Thursday, June 20, 2013

Simple Model + Small Data is the only way to go?

A question that bothers me:

1. simple model + small data: OK, if you have good understanding on the generative process.
2. complex model + small data: most likely fail due to overfitting, unless the noise is very very small so that the system is almost deterministic.
3. simple model + big data: calculation of parameter estimate is challenging although sometimes tractable using techniques like SGD, but frequentist hypothesis testing almost always fails because you might be oversimplifying the problem.
4. complex model + big data: calculation of parameter estimate is impossible.
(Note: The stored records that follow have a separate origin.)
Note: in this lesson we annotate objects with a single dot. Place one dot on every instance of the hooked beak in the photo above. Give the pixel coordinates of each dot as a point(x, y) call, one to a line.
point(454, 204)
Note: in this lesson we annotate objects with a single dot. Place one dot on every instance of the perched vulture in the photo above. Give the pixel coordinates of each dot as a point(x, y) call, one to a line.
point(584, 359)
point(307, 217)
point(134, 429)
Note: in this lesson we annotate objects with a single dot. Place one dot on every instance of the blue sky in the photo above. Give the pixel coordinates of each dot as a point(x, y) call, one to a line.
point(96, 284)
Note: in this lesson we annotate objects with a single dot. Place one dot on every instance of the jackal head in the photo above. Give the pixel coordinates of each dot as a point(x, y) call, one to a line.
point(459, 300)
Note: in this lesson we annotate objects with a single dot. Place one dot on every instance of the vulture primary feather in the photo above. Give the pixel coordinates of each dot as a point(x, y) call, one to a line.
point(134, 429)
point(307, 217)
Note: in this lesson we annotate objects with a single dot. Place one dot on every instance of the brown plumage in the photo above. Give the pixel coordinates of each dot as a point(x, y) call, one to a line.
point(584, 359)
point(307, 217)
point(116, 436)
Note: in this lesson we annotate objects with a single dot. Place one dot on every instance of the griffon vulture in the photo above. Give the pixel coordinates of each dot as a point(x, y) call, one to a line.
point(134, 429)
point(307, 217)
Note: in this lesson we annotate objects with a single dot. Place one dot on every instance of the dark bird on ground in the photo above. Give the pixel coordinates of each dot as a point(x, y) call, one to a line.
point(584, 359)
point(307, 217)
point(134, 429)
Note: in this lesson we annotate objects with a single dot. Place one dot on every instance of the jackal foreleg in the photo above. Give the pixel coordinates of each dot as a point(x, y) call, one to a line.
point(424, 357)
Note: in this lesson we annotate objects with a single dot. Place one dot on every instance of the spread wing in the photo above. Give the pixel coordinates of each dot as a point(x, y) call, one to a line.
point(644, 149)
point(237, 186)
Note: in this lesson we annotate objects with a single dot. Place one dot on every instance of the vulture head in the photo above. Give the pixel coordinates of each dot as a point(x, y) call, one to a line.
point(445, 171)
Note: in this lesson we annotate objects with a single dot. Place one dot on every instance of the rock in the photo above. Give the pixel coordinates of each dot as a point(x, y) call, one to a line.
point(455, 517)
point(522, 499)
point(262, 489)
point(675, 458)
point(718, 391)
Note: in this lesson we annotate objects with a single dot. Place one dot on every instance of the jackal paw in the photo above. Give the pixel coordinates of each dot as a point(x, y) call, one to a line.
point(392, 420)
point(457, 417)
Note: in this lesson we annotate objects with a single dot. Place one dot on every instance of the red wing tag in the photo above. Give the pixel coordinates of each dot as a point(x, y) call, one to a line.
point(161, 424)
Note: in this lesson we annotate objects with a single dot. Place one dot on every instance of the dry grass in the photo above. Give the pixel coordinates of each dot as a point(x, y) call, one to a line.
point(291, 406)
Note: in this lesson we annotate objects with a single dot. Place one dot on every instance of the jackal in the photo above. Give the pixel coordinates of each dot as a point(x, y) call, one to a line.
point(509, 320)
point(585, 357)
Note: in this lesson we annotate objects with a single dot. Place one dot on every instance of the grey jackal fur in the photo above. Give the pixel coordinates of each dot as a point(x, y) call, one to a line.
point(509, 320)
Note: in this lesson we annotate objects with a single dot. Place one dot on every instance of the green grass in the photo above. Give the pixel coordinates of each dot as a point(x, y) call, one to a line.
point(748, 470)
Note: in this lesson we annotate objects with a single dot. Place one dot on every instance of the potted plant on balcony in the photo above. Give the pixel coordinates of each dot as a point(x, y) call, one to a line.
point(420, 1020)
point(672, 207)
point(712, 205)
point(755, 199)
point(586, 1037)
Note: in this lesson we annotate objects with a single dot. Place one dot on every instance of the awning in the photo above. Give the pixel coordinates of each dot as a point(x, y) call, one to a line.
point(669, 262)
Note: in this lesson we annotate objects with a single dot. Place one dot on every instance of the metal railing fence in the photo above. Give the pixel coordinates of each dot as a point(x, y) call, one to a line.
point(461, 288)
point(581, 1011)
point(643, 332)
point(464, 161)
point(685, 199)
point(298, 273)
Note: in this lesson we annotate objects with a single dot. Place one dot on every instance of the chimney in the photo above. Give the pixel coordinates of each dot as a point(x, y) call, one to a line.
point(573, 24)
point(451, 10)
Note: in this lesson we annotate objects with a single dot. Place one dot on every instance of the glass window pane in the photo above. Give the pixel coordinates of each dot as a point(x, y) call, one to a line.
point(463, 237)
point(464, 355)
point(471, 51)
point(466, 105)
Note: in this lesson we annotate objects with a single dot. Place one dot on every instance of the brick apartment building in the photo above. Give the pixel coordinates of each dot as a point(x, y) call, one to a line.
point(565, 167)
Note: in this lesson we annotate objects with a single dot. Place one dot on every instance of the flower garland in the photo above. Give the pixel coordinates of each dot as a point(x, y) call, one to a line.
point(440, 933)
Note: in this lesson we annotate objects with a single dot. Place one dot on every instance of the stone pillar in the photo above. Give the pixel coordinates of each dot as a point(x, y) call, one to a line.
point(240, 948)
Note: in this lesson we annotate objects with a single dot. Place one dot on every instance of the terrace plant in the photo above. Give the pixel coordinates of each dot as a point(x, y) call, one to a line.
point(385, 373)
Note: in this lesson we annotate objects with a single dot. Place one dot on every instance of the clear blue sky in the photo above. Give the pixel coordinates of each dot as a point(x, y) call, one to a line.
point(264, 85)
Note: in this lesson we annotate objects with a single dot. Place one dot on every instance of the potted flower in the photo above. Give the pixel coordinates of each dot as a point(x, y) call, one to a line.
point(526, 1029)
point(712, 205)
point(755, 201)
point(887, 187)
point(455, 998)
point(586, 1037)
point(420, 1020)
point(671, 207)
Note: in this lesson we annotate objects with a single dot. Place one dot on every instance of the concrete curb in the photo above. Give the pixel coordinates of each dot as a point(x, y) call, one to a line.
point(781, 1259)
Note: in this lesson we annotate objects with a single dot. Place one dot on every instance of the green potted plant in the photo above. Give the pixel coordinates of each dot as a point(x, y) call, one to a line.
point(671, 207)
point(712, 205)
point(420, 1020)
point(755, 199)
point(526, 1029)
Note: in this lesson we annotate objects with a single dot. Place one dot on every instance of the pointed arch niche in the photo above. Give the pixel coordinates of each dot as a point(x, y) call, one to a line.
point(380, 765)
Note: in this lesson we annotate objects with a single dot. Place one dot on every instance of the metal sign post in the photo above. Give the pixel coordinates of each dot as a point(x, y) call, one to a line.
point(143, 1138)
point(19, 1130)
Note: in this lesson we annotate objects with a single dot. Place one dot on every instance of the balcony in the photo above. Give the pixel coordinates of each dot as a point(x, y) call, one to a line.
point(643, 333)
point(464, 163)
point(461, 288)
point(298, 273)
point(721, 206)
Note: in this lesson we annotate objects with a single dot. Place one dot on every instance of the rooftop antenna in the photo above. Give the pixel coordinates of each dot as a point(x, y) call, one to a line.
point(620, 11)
Conclusion: a good statistician should only work with 1. simple model + small data!?

Thursday, June 13, 2013

The Signal and the Noise

At last, I have finished reading the book 'the signal and the noise: why so many predictions fail- but some don't'. It does a very good job in explaining 1) why it is important for us to understand uncertainty - the central theme of statistics -, 2) why statistical analysis is so challenging, and 3) how we can (sometimes) improve the model, in plain English (that is, without statistical jargons). This book shines the most in its careful selection of problems it discusses; baseball, earthquake, stock market, chess, and terrorism are very good examples which shows different aspects of the 'prediction problem'.

I would strongly recommend this book to those who are interested in understanding why people are making such a big fuss about Big Data/machine learning/statistics. As Larry Wasserman pointed out in his blog post, however, its treatment of frequentist statistics is very unfair... and I feel very uncomfortable every time a Bayesian claims that Bayesian statistics is a magic bullet to every problem frequentist statistics has. But this is a pop science book after all... probably it was a necessary sacrifice to deliver the idea to non-academics.